Seminar Trip to Vienna (October 18-21, 2018): “HSAR 837: The Painting of Modern Life”

Seminar Trip to Vienna (October 18-21, 2018): "HSAR 837: The Painting of Modern Life"

November 8, 2018

Over October recess, students in the fall 2018 graduate seminar “The Painting of Modern Life” traveled to Vienna for a study trip centered on the Pieter Bruegel the Elder retrospective held at the Kunsthistorisches Museum. The course, led by Professor Marisa Bass, considers Bruegel as a pivotal figure in charting the development of genre painting in the Low Countries. 

The trip began with visits to St. Stephen’s Cathedral and the Kaiserliche Schatzkammer, which offered an opportunity to situate the Viennese collections within a history of artistic consumption and display in the Holy Roman Empire. At the Albertina Museum print room, students examined rarely exhibited drawings and prints by Bruegel and Hieronymous Bosch with Laura Ritter, curator of Netherlandish and French art.

Tracing the Boschian tradition continued at the Theatermuseum, where the Last Judgment triptych attributed to Bosch is on view, temporarily relocated from the Akademie der Bildenen Künste. Later, at the Secession, students encountered a landmark of Viennese modernism in Gustav Klimt’s Beethoven Frieze.
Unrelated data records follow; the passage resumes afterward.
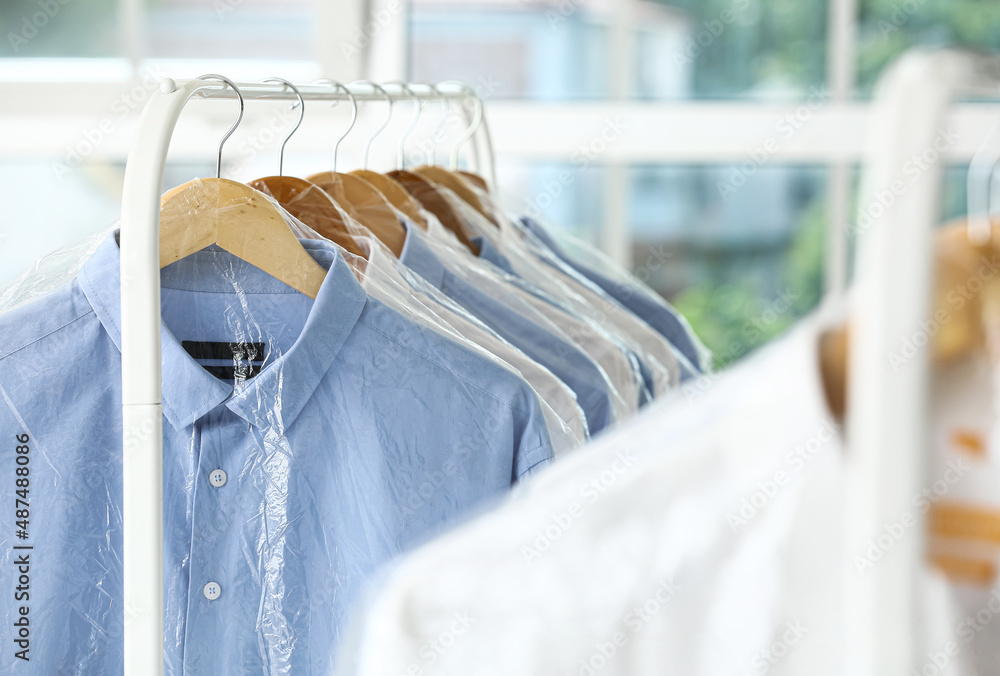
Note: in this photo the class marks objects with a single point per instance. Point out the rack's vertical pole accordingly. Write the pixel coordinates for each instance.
(888, 402)
(142, 416)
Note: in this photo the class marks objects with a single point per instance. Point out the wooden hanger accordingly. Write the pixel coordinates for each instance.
(237, 218)
(307, 202)
(456, 184)
(966, 287)
(365, 204)
(240, 220)
(395, 194)
(310, 204)
(434, 202)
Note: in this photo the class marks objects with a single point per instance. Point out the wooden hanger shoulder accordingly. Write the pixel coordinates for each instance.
(310, 204)
(395, 194)
(456, 184)
(434, 202)
(240, 220)
(366, 205)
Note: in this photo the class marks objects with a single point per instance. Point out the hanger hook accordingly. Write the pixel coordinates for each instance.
(239, 94)
(431, 154)
(401, 153)
(385, 122)
(302, 113)
(477, 121)
(354, 114)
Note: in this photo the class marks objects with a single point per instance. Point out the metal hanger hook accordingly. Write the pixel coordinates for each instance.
(385, 122)
(354, 114)
(401, 153)
(477, 121)
(239, 94)
(431, 155)
(302, 113)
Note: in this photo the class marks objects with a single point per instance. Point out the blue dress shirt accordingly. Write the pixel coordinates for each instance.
(653, 311)
(489, 253)
(361, 435)
(566, 361)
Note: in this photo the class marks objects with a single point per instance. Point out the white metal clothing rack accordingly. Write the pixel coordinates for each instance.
(887, 436)
(141, 376)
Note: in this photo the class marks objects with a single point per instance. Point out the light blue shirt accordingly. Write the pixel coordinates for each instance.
(566, 361)
(654, 311)
(362, 435)
(489, 253)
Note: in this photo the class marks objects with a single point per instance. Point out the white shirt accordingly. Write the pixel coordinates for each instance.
(623, 380)
(383, 279)
(702, 538)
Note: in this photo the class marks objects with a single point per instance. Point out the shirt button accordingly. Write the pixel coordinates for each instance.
(217, 478)
(212, 591)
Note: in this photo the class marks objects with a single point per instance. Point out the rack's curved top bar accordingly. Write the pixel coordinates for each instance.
(142, 415)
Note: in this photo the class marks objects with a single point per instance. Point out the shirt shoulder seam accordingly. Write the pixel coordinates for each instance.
(546, 457)
(46, 335)
(439, 365)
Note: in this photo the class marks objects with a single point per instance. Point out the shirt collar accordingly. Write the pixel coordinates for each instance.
(419, 257)
(488, 252)
(283, 387)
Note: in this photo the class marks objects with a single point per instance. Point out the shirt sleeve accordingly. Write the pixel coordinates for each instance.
(533, 446)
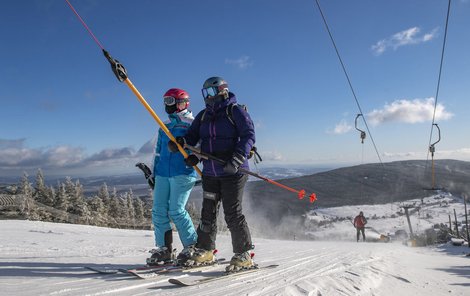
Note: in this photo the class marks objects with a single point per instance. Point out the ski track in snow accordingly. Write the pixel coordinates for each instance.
(35, 260)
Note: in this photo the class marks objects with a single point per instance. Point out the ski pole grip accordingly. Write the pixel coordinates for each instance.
(118, 68)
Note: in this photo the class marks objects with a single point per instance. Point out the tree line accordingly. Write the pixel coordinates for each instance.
(66, 203)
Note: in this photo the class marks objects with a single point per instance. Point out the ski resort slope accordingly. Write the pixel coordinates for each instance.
(38, 258)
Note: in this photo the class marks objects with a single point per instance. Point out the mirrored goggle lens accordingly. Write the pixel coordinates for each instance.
(169, 101)
(210, 92)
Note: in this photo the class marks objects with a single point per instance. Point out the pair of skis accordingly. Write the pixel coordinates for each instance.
(184, 282)
(148, 272)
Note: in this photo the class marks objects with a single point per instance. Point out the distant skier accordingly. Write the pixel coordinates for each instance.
(230, 139)
(360, 223)
(173, 183)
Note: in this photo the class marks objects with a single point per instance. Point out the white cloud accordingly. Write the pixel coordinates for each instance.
(406, 37)
(15, 158)
(459, 153)
(242, 62)
(409, 111)
(341, 128)
(272, 155)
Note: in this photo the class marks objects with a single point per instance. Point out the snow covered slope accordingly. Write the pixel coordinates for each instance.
(38, 258)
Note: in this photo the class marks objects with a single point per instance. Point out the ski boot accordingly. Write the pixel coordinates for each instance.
(201, 257)
(240, 261)
(185, 255)
(161, 255)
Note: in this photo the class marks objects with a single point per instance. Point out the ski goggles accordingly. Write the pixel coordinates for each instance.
(172, 100)
(213, 90)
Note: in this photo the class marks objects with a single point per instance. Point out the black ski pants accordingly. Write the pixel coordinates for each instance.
(227, 190)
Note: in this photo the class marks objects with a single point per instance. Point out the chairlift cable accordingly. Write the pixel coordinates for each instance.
(431, 148)
(348, 79)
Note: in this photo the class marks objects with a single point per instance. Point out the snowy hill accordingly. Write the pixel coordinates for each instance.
(39, 258)
(359, 185)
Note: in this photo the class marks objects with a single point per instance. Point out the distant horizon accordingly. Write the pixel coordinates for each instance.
(4, 179)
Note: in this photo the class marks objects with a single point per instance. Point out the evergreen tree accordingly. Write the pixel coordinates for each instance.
(61, 202)
(113, 208)
(103, 194)
(28, 208)
(96, 206)
(139, 211)
(130, 207)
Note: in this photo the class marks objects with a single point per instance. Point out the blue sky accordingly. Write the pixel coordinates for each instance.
(63, 110)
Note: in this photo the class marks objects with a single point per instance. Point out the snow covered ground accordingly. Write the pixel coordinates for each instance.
(38, 258)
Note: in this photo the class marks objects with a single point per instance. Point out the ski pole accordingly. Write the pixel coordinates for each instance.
(300, 193)
(121, 75)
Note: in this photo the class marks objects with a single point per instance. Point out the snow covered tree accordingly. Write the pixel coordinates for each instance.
(28, 207)
(99, 216)
(139, 212)
(61, 202)
(42, 193)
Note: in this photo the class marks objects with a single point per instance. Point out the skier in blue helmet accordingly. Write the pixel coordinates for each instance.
(230, 139)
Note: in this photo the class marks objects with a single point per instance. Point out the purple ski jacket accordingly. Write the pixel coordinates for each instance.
(219, 137)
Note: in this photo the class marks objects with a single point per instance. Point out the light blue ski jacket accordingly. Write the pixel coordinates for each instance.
(166, 163)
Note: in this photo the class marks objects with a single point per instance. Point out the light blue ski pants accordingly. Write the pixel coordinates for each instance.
(169, 202)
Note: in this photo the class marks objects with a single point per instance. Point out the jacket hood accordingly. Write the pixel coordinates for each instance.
(231, 100)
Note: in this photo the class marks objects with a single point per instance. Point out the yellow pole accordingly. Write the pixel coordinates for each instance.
(158, 120)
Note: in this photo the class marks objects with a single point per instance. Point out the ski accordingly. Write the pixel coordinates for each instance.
(143, 268)
(221, 275)
(156, 273)
(151, 271)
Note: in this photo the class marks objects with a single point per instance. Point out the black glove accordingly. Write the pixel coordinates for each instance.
(192, 160)
(231, 166)
(147, 173)
(172, 145)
The ensuing days were devoted to careful study of the Bruegel exhibition and the Kunsthistorisches Museum’s permanent collections. Looking at works by Pieter Aertsen, Joachim Beuckelaer, and Frans Snyders, students contemplated evolving approaches to representing daily life in depictions of the kitchen and marketplace. Students also perused the museum’s Kunstkammer, or cabinet of curiosities, and its vast holdings of European painting. In the final hours of the trip, students independently visited other Viennese sites of interest including the Leopold Museum, Imperial Carriage Museum, Natural History Museum, and Globe Museum.